Tags: epilepsy | treatment | drug | resistant

Pill Promises Help for Treatment-Resistant Epilepsy

By    |   Tuesday, 27 May 2014 04:28 PM

Nearly one in three people with epilepsy have a hard time controlling seizures. But a new pill under develop that suppresses seizures could be available within a decade, offering an alternative for treatment-resistant epileptics.
 
Researchers from University College London in the U.K. believe that the new "on demand" seizure suppressant pill they have developed may offer help to the 30 percent of epilepsy patients who do not respond successfully to anti-epileptic drugs (AEDs), Medical News Today reports. 
 
The new treatment, which has only been tested on rodents so far, makes brain cells more sensitive to a compound in the brain that is normally inactive.
 
"If we can take our new method into the clinic, which we hope to do within the next decade, we could treat patients who are susceptible to severe seizures with a one-off injection," said lead researcher Dimitri Kullmann.
 
The treatment involves injecting a modified virus into the area of the brain where seizures arise, he explained.
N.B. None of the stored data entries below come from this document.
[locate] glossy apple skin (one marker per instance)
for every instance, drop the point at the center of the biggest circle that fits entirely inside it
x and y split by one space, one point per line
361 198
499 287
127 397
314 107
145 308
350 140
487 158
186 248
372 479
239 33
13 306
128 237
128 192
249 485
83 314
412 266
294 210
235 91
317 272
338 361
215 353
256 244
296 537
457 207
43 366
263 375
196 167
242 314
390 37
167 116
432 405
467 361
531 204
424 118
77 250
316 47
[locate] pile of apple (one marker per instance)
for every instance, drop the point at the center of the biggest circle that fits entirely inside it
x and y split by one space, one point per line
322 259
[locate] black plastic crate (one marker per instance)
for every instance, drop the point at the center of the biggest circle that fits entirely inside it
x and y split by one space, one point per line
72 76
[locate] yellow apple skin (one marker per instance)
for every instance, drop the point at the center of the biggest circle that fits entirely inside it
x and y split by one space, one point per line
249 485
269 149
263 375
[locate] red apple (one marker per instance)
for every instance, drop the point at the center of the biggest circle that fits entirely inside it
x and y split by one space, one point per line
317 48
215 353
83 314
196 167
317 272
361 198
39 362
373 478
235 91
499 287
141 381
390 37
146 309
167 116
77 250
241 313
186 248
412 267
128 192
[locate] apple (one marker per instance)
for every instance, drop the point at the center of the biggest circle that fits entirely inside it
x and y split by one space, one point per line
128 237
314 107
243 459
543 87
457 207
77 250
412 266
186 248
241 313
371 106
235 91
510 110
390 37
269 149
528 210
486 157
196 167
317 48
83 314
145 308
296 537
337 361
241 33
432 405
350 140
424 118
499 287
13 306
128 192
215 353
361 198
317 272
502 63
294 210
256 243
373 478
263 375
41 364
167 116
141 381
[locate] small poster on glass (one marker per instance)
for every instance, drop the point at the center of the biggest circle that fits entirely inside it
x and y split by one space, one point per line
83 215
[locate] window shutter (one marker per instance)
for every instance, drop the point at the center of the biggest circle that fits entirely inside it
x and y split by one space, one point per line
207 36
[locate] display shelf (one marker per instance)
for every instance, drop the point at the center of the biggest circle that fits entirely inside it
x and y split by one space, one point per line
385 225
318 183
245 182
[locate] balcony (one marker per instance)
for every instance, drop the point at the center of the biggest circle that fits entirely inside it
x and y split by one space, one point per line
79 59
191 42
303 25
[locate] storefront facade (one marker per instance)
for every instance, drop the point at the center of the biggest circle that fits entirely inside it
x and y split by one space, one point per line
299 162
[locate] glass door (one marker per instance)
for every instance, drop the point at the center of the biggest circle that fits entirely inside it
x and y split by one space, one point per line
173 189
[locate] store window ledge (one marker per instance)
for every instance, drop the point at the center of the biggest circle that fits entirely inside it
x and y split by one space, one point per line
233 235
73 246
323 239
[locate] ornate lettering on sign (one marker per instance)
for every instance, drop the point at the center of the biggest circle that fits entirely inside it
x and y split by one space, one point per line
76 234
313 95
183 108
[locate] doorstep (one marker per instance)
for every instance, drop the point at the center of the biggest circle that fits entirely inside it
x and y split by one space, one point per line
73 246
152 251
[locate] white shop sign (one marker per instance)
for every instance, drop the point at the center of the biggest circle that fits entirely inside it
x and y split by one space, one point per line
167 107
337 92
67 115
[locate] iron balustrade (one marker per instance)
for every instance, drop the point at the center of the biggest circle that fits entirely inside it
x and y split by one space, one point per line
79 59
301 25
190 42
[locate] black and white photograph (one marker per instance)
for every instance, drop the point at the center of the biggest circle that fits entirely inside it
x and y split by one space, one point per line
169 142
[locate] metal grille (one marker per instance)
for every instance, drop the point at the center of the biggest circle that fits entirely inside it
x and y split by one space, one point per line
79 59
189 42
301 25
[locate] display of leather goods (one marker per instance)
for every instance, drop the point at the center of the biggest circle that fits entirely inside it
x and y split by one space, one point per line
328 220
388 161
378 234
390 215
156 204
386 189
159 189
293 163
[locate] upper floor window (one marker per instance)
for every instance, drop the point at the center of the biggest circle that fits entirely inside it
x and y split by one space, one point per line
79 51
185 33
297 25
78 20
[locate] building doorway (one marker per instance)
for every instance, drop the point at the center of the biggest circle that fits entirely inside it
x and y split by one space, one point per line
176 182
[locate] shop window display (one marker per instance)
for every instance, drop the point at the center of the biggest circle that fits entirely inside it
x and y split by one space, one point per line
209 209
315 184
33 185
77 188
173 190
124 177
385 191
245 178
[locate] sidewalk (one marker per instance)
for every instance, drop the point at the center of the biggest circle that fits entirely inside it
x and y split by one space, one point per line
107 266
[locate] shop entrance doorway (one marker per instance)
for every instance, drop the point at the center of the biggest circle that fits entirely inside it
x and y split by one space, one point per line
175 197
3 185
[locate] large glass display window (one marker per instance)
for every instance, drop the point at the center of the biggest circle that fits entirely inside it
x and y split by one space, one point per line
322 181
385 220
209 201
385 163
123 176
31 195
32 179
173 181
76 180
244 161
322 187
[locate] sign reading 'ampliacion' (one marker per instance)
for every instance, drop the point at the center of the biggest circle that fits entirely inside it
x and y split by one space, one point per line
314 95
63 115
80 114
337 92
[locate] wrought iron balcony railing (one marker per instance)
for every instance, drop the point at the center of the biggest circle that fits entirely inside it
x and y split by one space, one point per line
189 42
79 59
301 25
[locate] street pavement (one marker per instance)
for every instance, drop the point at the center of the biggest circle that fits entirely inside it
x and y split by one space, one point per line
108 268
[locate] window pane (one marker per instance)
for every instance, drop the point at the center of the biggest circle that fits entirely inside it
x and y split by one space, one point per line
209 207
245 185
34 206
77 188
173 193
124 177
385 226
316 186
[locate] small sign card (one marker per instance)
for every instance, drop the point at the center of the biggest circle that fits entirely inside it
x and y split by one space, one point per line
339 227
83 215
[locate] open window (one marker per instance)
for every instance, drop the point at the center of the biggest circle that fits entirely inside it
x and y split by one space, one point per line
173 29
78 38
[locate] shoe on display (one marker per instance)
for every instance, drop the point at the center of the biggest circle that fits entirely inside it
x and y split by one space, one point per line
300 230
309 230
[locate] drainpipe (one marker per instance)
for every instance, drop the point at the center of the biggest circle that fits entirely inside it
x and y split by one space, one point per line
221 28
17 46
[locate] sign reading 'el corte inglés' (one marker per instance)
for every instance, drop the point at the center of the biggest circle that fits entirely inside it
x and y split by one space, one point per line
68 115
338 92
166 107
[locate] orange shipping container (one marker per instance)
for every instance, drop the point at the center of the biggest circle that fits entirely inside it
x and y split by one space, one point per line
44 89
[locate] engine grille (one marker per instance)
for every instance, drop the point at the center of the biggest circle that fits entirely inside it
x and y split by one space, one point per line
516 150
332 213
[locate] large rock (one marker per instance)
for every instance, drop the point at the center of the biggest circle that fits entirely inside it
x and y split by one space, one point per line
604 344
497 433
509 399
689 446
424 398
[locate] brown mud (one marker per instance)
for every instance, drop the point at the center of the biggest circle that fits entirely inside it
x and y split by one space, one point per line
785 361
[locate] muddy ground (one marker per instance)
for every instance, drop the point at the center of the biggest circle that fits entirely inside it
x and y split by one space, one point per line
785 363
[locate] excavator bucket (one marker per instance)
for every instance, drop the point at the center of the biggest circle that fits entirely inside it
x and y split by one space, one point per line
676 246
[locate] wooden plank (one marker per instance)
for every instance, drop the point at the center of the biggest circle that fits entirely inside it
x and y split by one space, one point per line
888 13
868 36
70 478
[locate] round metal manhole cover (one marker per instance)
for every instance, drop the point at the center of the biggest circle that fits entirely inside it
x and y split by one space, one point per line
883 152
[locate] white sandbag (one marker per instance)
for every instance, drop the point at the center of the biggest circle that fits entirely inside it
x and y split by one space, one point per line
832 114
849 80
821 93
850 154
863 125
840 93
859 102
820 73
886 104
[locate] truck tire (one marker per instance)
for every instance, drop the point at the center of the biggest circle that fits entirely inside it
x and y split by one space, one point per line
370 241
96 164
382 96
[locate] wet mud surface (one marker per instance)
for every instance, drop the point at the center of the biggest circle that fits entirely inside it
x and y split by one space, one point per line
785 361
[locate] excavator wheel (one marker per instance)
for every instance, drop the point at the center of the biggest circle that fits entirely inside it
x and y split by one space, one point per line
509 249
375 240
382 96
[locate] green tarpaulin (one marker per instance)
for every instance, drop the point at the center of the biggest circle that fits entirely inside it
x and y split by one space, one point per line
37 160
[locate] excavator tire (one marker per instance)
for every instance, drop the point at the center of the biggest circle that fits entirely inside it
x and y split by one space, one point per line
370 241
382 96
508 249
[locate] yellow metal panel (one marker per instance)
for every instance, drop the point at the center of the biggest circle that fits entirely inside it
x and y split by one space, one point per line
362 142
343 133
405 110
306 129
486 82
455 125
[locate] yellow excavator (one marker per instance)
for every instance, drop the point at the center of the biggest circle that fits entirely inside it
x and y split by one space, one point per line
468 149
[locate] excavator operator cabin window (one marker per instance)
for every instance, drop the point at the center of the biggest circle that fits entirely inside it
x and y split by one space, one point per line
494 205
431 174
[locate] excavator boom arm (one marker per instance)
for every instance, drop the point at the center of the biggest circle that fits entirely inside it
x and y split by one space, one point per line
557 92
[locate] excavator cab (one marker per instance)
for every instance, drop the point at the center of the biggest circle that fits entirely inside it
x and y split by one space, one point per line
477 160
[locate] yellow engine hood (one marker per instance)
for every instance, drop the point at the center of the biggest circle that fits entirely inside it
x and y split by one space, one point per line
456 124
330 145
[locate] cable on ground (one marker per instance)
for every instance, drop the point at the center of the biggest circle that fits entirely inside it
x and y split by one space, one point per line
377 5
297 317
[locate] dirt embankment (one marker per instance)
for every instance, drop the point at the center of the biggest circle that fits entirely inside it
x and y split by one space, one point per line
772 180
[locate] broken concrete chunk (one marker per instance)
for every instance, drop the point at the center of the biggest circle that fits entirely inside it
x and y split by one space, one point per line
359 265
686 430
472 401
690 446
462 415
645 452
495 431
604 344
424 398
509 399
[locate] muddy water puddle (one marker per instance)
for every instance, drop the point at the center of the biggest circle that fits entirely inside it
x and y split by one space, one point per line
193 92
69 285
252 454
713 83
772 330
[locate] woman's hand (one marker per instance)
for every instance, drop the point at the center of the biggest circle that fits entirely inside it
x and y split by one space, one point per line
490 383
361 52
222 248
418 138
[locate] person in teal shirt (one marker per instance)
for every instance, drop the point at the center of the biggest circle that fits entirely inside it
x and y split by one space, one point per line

The virus instructs the brain cells to make a protein that is activated by clozapine-N-oxide, a compound that can be taken as a pill. The activated protein then suppresses the brain cells that trigger seizures.
 
Current anti-seizure drugs work by suppressing the action of all cells in the brain, which results in side effects. If the dose needed to stop a seizure is very high, patients may need to be sedated and taken to intensive care.
 
About 50 million people have epilepsy worldwide. Of these, only about 70 percent respond positively to anti-epileptic drugs.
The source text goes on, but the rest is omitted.